Mount Whitney and Alabama Hills again. Many westerns were filmed in the Alabama Hills. I think some old Star Trek episodes were filmed there too (I’m pretty sure the episode with the Gorn was filmed there).

On Highway 190 to Death Valley.

Panamint Valley.

Down into Panamint Valley. Telescope Peak is tallest mountain in Death Valley, in the Panamint Range.

Almost down. We will be staying at Panamint Springs Resort, on the west side of Panamint Valley.

Green grass growing because of leak in pipe, on the trail to Darwin Falls. The falls are about 3 miles west of Panamint Springs Resort. The resort pipes its water all the way from the falls.

What happens when you add water to the desert.

Water from the falls.

Darwin Falls.

Close-up of the falls.

Early spring wildflowers on the way back to the car.

Aguereberry Point, the viewpoint on the west side of Death Valley, in the Panamint Range.

Great view from the point. The viewpoint on the east side of Death Valley is called Dante’s View. If you go to both viewpoints, you can see virtually all of Death Valley.

View toward southern Death Valley.

Another southern view.

Badwater “lake” just visible on other side of the valley.

Looking down at alluvial fans to the north.

Looking south to Telescope Peak.

From here we can see the whole world.

Pete Aguereberry spent 40 years living nearby and mining for gold.

View of Mt. Charleston in Nevada.

Pete’s mine at Harrisburg (Pete’s home and mine WERE Harrisburg).

The main mine entrance. I got to go in many years ago, but access is now limited during bat breeding season.

I’m very fond of old mines.

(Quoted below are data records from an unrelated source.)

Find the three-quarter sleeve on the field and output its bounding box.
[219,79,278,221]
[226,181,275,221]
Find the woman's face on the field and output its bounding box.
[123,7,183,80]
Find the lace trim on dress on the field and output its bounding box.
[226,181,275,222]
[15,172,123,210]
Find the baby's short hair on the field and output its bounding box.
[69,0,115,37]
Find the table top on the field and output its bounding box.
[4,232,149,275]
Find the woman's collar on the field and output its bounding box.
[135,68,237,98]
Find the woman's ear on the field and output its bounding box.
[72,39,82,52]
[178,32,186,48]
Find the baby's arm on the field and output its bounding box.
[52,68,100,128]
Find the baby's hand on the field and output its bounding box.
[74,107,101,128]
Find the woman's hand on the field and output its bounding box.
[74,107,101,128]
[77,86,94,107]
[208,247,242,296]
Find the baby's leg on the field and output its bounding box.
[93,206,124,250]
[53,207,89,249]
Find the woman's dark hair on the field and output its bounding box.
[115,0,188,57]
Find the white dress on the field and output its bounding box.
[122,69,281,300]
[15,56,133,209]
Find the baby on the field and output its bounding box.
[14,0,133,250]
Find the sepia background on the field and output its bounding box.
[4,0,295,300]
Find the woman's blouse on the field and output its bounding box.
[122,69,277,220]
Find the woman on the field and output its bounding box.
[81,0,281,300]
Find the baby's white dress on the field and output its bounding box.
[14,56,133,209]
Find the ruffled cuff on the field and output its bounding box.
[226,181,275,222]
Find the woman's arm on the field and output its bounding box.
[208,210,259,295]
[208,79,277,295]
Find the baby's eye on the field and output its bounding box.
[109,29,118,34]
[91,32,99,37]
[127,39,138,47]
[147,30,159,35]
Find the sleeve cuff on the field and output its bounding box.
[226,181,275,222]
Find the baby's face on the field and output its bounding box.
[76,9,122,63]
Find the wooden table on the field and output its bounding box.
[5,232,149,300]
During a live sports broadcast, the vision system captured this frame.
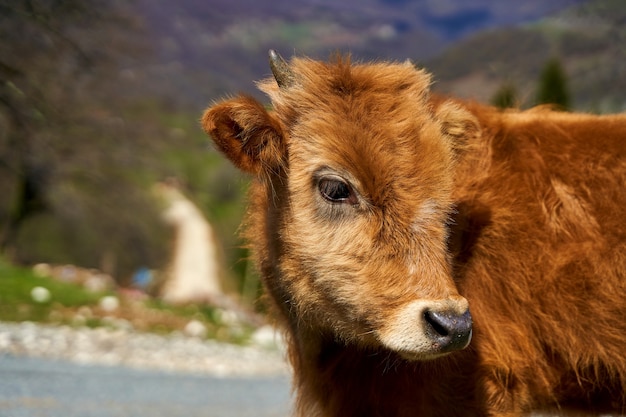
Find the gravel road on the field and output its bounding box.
[0,323,291,417]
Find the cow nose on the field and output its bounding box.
[424,310,472,353]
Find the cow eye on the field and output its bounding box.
[318,178,357,204]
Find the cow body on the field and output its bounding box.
[203,55,626,417]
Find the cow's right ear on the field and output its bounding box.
[202,96,286,175]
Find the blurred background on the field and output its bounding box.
[0,0,626,341]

I do not have claustrophobia.

Part of Pete’s rail system that took his carts of ore to his crushing mill.

Cashier Mill, where Pete crushed his ore.

Endangered Death Valley pupfish at Salt Creek.

Salt Creek.

Boardwalk at Salt Creek.

My “kiosk” on the hill behind Furnace Creek Inn.

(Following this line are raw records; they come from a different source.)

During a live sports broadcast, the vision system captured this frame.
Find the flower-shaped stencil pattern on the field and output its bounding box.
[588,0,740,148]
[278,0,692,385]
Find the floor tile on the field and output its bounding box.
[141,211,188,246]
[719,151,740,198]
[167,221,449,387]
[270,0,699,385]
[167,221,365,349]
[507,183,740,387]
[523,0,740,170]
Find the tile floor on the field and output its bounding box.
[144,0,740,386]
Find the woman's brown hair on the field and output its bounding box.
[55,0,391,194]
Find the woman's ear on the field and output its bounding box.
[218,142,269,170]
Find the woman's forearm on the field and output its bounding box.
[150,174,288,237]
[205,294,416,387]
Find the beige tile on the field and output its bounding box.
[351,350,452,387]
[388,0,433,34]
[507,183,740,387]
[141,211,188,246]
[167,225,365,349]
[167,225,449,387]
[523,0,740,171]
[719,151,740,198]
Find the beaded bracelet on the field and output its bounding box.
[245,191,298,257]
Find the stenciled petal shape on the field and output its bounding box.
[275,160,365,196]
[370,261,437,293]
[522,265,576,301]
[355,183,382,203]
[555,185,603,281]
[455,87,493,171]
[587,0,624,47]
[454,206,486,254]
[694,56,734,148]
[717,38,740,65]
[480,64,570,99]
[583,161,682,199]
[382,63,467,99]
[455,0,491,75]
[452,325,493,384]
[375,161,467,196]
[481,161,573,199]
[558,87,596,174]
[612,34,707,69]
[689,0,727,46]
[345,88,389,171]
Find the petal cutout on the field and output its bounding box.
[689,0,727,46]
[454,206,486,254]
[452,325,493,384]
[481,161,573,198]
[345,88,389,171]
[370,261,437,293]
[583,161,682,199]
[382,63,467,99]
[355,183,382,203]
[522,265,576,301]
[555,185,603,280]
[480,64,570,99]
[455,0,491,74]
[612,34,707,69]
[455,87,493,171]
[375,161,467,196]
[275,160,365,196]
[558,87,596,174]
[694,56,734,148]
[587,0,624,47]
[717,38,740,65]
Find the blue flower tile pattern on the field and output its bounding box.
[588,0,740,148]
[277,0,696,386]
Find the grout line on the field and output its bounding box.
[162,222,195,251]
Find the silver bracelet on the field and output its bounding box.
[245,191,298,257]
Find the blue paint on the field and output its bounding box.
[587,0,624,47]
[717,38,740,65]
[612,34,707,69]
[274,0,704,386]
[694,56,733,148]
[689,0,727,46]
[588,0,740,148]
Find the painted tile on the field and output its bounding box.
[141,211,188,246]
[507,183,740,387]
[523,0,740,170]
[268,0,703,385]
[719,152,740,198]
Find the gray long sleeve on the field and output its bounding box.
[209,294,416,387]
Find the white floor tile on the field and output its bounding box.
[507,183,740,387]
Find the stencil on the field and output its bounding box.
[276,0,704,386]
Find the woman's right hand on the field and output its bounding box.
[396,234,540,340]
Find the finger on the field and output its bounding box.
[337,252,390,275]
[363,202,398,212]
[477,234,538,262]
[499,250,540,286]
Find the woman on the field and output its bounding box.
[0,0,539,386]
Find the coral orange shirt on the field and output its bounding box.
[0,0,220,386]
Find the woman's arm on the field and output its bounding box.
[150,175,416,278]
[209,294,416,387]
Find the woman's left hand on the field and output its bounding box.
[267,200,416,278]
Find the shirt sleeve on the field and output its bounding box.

King’s Pool at Point of Rocks in Ash Meadows Wildlife Refuge east of Death Valley.

Pupfish and algae in King’s Pool.

One of the pathways on the nature walk around Point of Rocks/King’s Pool.

King’s Pool again. Ash Meadows Refuge is a beautiful, spring-fed oasis that was slated to be a subdivision before it was saved by those evil enviro-nazis who go around ruining the money dreams of asshole developers.

Artwork on one of the bridges.

Artwork on a bench at the picnic area.

The famous opera house in Amargosa, just west of the refuge.

We spent our last night at the park in lovely Greenwater Valley, east of Death Valley.

The barbies piled out again and got ready to have a party.

Spring green in Greenwater Valley.

Party time.

Couch party.

Blanket party.

An uninvited guest lurks in the bushes.

No wonder he wasn’t invited. What a perv!

More lurkers in the bushes.

Spying on the party.

Our campsite.

Early evening light in Greenwater Valley.


More sunrise.

Still more sunrise.

Morning light on the mountains.

What a beautiful valley!

Morning coffee while we pack up.

Somebody wake up the party people.

Passed out on the couch.

A bit of morning hanky panky.

Packed and ready to leave.

Back to Death Valley on our way to the western exit of the park.

One last stop in southern Death Valley to admire spring green and first few flowers.